Olaya ve düşünce sistemlerine herşeyden önce insan bazlı yaklaşmak lazım. Dünya üstünde tüm düşünce sistemleri ki buna din de dahildir, kadın ve erkeği, siyah ve beyazı, ırklar ve hatta Allah’a ulaşan yollar arası farkları ortaya koyarsa, o düşünce sisteminde sorgulanması gereken noktalar ortaya çıkar. Eğer Allah’tan bahsediyorsak ve yaradan sıfatını veriyorsak Allah’a, o zamandır ki anaların hepsi bilir, doğurduğu çocuklar arasında nasıl bir ayırıma gidilemezse, yaradılanların arasındaki her türlü ayırım da akla ve mantığa aykırı gelir.

Erkek kadının üstünde hakimiyet kurdukça, kadın eğitimden, geleceğinden, aldığı kararlardan, bedeninden, kısacası varoluşundan vazgeçmek zorunda bırakılmakta. Destur beyler!!!!! Biz kadınların arasında yüzücü olarak öne çıkmayı isteyenler olabileceği gibi, eskrimci, taksi şoförü, asker, buz patencisi, dağcı ve diğerleriyle kendini kanıtlamak isteyen belki milyonlarca kadın vardır. Bu kararı kim vermelidir? Bayanlar yerine beyler mi? Hiç sanmıyorum…

Dünya üstünde çok büyük sorunlar var. Açlık, enerji kaynaklarının tüketimi, eğitimin ne kadar at gözlükleriyle ve ezberciliğe dayalı yapıldığı… Bu liste uzar gider ve sizi temin ederiz ki biz Türk kadınlarının, siz beylerin sistem kurması veya yıkma çabalarının yanında durması ve düşünmesini gerektirecek de çok sebep var. Önce, kadınların hepsi kendi adlarına konuşma, kendi haklarını savunma, eğitimlerini alma ve gelecek hayatlarında gerekiyorsa Hotanto’ya gidip, oradaki çocuklara yardım etme hakkını kullanırken kimseye sormama yetisini de kullanabilmelidirler.

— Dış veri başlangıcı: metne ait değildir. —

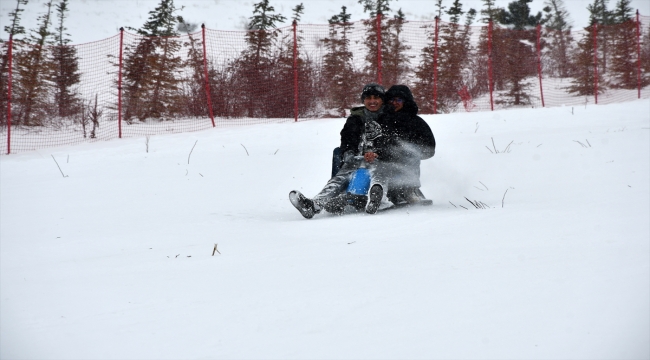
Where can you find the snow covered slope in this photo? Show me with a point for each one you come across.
(111, 256)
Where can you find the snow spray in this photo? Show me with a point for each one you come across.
(360, 183)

Dünya üstündeki her insanın kendi kararlarını kendisinin alma yetisidir bu. Din adına, Allah adına hiç kimsenin bu hakları Türk kadının elinden almaya gücü yetemez. Türkiye’de laiklik ve din eğilimli iki taraf birbirlerine karşı sanki düşmanmış izlenimi yaratılmaya çalışılsa da, bu konu üzerinde polemikler yapılsa da, laiklik Allah’a inanan ya da inanmayan herkesin ama herkesin inançlarını özgür bir şekilde ifade etmesine olanak sağlayan tek sistemdir. Bir ülkede halkın çoğunlukla müslüman olması başka şeydir, hükümetin ve devletin herhangi bir dini esas alarak kanunlarını ve çizgisini o noktaya kaydırmak istemesi ayrı bir konudur.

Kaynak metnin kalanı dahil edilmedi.